Artists with schizophrenia showcased at new Arts and Disability Forum exhibition. Click Play Video for an online exhibition
‘My work,’ explains artist Stephen Gharobaoui, ‘is a journey to explore myself and understand myself better.’ Self-knowledge is a common artistic goal, but Gharobaoui and friend and fellow artist, Colin Hamilton, have a special reason to want to understand themselves – both suffer from schizophrenia.
Hamilton and Gharobaoui have joined forces for Hejira, an exhibition of their work in photography, video, audio and text that opened at the Arts and Disability Forum in Belfast on February 19 and runs until March 19.
The title originates from the Arabic word for migration, referring to the flight of Mohammad from Mecca in 622, though for the artists it has a less overtly religious meaning. ‘It’s about searching. For us as writers it is all about searching for a better place, spiritually,’ says Gharobaoui.

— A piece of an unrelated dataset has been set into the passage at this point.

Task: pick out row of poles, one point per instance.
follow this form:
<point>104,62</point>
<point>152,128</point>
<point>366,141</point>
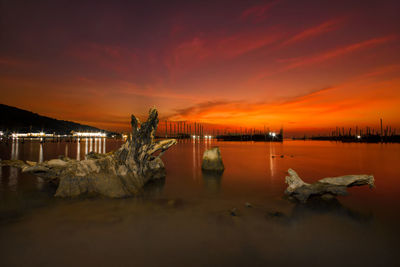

Schizophrenia, as both artists are at pains to point out, is a much misunderstood illness. Despite its etymology (the term literally means ‘split-mind’), schizophrenia is characterised by an abnormal perception of reality not the sensation of multiple personalities (which is known as dissociative disorder).
Schizophrenia has had a lasting effect on the artists’ work – and indeed both only started making art with the onset of the illness. As Hamilton explains, ‘my writing of poetry really began with the arrival of schizophrenia.
‘I was in second year in university studying physics and things went a bit ballistic. It was then I decided I wanted to write a poem. It was in the middle of a thunderstorm and this thing came out – a very dark poem. That’s 30 years ago and I’ve kept at the poetry ever since, whereas I don’t really do the physics these days.’
Hamilton’s story is not atypical of schizophrenics. While society often stigmatises sufferers as mad, dangerous and in need of supervision, the strong correlation between the illness and creativity is less commonly acknowledged.
Antoin Artaud, Tennessee Williams, Jack Kerouac, Syd Barrett – all were diagnosed with or highly suspected of having schizophrenia, and recent research from the University of California posits a link between schizotypal personal characteristics, less extreme schizophrenic symptoms like odd behaviour and language, and creativity.
‘I have struggled to understand myself and my own identity, and I found when I first accepted that I was struggling mentally writing was a self-therapy and it developed into something that I got a wee bit better at and I enjoyed,’ says Gharobaoui.
‘Now I use poetry to understand my own thoughts and hopefully understand myself better.’
Issues of identity, belonging and mental health all lie at the heart of Gharobaoui’s contribution to Heijira. In summer 2007, the artist received a grant from the Arts and Disability Forum for a project exploring Islam, terrorism and mental well-being in his father’s homeland, Morocco.
After three months researching on the internet and in libraries Gharobaoui spent two weeks travelling around Morocco, ‘to get my five senses stimulated’.
It certainly got the creative juices flowing – Gharobaoui returned with over 100 poems, far more than the 14 earmarked as a project outcome, and a wealth of photographs. The poems have been published in a collection entitled From South Belfast to Souk el-Arbaa du Rharb.
Juxtaposed against Gharobaoui’s poems and photographs are a selection of texts from what Hamilton describes as, ‘my life and career as a schizophrenic poet’. As well as poems written in pencil, mounted A2 sheets contain excerpts from a prose project the artist is currently embarked on which combines anecdotes, reminiscences and fictive accounts.
Elsewhere in the gallery a video shows both poets reading from their work - the aim, Gharobaoui explains, is ‘to connect the voice as well as the written image on the wall’. On arrival, visitors can pick up an MP3 of this recording to listen to as they move through the exhibition.
Hamilton may have titled his collection A Box of Frogs, ‘from the Belfast expression ‘so and so is as crazy as a box of frogs’, but, as Hejira shows, schizophrenics are not mad, they just see the world a little differently.